Vancouver

VANCOUVER IS A HUB OF HEALTH AND HEDONISM

Direct flights make Vancouver's hub of health and hedonism a revitalising break

26 July 2012

There is no obesity in Vancouver. OK, that might be a generalisation (we did spy an overweight hippy on a mobility scooter) but in this rain-lashed city you’re forever bumping into laid-back types who are jogging, hiking, windsurfing and heli-skiing their lives towards fitness nirvana.

It’s no surprise Vancouverites are so fit, given their city perennially tops those ‘highest-living-standards-in-the-world’ polls. Thanks to the city’s seamless blending with nature (nestled snugly between snow-capped mountains and the Pacific), there’s no excuse not to be healthy. Locals scoff food so fresh it was probably plucked within a four-mile radius of their fork that morning, while a typical day could involve snowboarding before lunch followed by watersports all afternoon.

Then, at weekends, they hoof up the Grouse Grind, a thigh-deadening 2.9km scramble up the near-vertical face of Grouse Mountain. At 853m, it’s tantamount to clambering up the Shard three times.

Far less painful is cycling around Stanley Park. Renting a bicycle, we pedal the 404-hectare park’s Seawall Promenade. Starting at the white sail-like structure of Canada Place, we pass log-strewn beaches, totem poles, lighthouses, rocky outcrops and possibly crazy old ladies foraging for berries. Meanwhile, yachts bob in the ocean, tiny seaplanes buzz overhead and we inhale evergreen-scented air so fresh it’s hard to believe we’re in a 600,000-strong metropolis.

Yes, Vancouverites are svelte, but holidaying here may leave you feeling broader in the beam thanks to its unbeatable cuisine (a third of Vancouver’s population is Asian) and fresh seafood at the Blue Water Cafe ( bluewatercafe.net ).

If you fancy a splurge, visit CinCin ( cincin.net ), a voguish Italian restaurant where dishes such as grappa-marinated  sablefish are cooked in a wood-fired oven. On a budget? Hop aboard an Aquabus (dirt-cheap water taxis manned by spotty teenagers) to Granville Island Public Market, where seagulls the size of light aircraft lunge in as you browse stalls overflowing with shellfish, artisan cheeses and ‘Go Canada!’ cookies.
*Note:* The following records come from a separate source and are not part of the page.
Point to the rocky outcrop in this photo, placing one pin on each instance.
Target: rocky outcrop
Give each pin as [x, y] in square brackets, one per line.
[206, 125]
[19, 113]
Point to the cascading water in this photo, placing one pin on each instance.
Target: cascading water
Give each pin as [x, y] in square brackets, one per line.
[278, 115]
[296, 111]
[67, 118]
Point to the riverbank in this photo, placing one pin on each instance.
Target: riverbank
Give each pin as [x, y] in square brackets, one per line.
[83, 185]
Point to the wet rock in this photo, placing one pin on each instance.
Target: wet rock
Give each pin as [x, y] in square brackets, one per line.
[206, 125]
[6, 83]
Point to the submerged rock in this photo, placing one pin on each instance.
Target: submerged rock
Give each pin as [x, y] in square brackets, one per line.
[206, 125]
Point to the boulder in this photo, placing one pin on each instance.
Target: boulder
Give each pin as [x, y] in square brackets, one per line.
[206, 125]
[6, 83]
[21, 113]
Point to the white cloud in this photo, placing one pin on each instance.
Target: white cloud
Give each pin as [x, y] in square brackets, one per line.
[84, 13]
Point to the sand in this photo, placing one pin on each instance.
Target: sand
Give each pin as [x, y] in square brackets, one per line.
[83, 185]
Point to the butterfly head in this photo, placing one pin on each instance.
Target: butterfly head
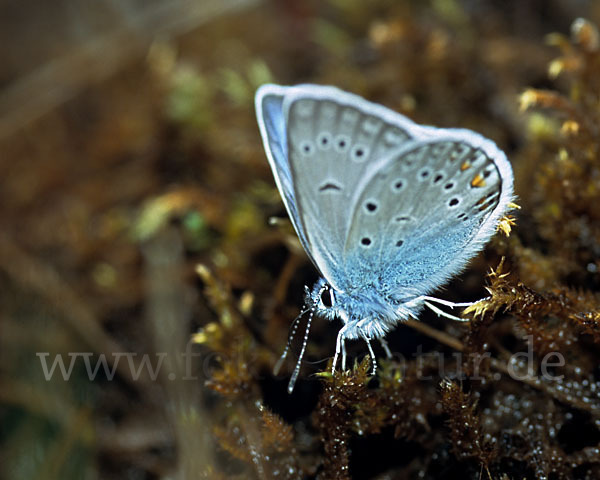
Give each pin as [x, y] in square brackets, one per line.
[322, 300]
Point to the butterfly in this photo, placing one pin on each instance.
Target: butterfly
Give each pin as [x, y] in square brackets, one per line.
[387, 210]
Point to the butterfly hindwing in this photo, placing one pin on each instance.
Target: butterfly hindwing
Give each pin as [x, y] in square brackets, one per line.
[425, 211]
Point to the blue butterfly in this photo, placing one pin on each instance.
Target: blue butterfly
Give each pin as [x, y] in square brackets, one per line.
[387, 210]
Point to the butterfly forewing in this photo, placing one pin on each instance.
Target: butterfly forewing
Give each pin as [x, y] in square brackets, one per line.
[333, 142]
[424, 212]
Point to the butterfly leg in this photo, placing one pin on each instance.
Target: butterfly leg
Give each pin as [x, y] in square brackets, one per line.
[447, 303]
[372, 355]
[441, 313]
[386, 348]
[340, 346]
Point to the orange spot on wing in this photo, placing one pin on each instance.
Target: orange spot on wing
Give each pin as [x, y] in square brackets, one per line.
[478, 181]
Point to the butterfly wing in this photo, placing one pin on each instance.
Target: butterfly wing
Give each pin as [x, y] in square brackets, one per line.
[333, 140]
[425, 211]
[272, 125]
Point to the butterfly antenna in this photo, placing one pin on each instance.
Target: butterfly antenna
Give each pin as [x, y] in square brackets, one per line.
[299, 362]
[291, 334]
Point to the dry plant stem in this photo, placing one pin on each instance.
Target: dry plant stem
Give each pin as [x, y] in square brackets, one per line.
[501, 367]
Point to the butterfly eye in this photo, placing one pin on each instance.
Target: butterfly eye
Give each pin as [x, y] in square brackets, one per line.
[327, 298]
[342, 143]
[307, 148]
[324, 141]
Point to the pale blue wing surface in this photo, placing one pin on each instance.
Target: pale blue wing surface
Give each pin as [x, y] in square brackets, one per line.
[424, 211]
[334, 139]
[271, 121]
Vancouver is also enjoying a micro-brewery revolution. At Steamworks Brewing Company ( steamworks.com ), you can sample $12.50 CA (£7.90) tasters (eight half-pints of ale) while Bitter Tasting Room ( bittertastingroom.com ) offers beer cocktails, combining draught ales with the likes of Scotch and tequila. 

Nearby is South Main (SoMa), a district once rife with drugs and prostitution. Now it’s Vancouver’s hipster hang-out, populated by caffeinated locals lurching from one whimsical vintage store to the next.

There’s a big sustainable fashion trend in Vancouver (aided by the biannual Eco Fashion Week, ecofashion-week.com ) and at stores such as Adhesif, designers cobble together amazing attire from thrift-shop clothes (think blouses made from second-hand scarves).

Such quirkiness extends to Vancouver’s accommodation. Yaletown’s boutique Opus Hotel might have swanky accoutrements such as in-room iPads you can take off-property  but it’s eccentric too, with its rooms assigned ‘personalities’ that affect chamber decor and CD selections. My walls were vivid red, inspired by ‘Mike, a gay doctor from New York’.

Plus, the bathrooms have floor-to-ceiling windows. Should guests wander to the loo naked, they’d need to pull the blinds lest they fancy being rubber-necked by office workers opposite.

Nearby is the Elbow Room ( theelbowroomcafe.com ). A greasy spoon run by two elderly gay men, its USP is rudeness. When Patrick (the couple’s bitchy half) snaps: ‘What do you ladies want?’ at a  table of square-jawed, no-nonsense jocks, their shocked reaction is hilarious.

Vancouver nightlife is half-Manhattan, half-Maidstone. For every gin-slinging cocktail joint such as Killjoy ( donnellygroup.ca ), there are a dozen streets seemingly tucked-up by 10.30pm. We chance upon the Railway Club ( therailwayclub.com ) after entering an unmarked door next to a 7-Eleven. When we leave, we stumble slap-bang into a beret-wearing beatnik with a cat perched on his shoulder, pirate-style. Fat people might be thin on the ground in Vancouver but big  characters are everywhere.